I am going to get 79 out of 80.. Rest 20 are of the practicals in which I've got full.

Just one 2 True......False got wrong. Not actually wrong, I forgot to give examples.  So, I lost Half marks in both. Rest I don't know. There can be more mistakes but those I'll come to know when I'll get my paper back. There wasn't enough time to discuss answers with my friends because the dispersal was immediately after the paper ended at 11:15am.

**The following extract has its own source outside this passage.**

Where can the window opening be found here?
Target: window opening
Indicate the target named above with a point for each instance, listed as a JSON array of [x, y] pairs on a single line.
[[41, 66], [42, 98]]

Actually my mother is a maths teacher, so maths is always easy for me..

Edit:


Rockstar11 said:


> All the best


Thanx....... for the wishes.
And all the best to Sunny....


----------



## hullap (Feb 15, 2008)

Sunny1211993 said:


> I am in 9th too.Exams starting from 21st.grrrrrrrrrr


gud luk


----------



## Zeeshan Quireshi (Feb 15, 2008)

What has the world come to !

Maths Practicals ? How the hell am i supposed to digest that ?

A severe blow to the Prestige of Mathematics and sentiments of a Math lover .


----------



## ico (Feb 15, 2008)

Zeeshan Quireshi said:


> What has the world come to !
> 
> Maths Practicals ? How the hell am i supposed to digest that ?
> 
> A severe blow to the Prestige of Mathematics and sentiments of a Math lover .


Maths practicals are just for proving the Identities and formulae like Surface Areas. Their weightage is 20marks in Class 10th boards.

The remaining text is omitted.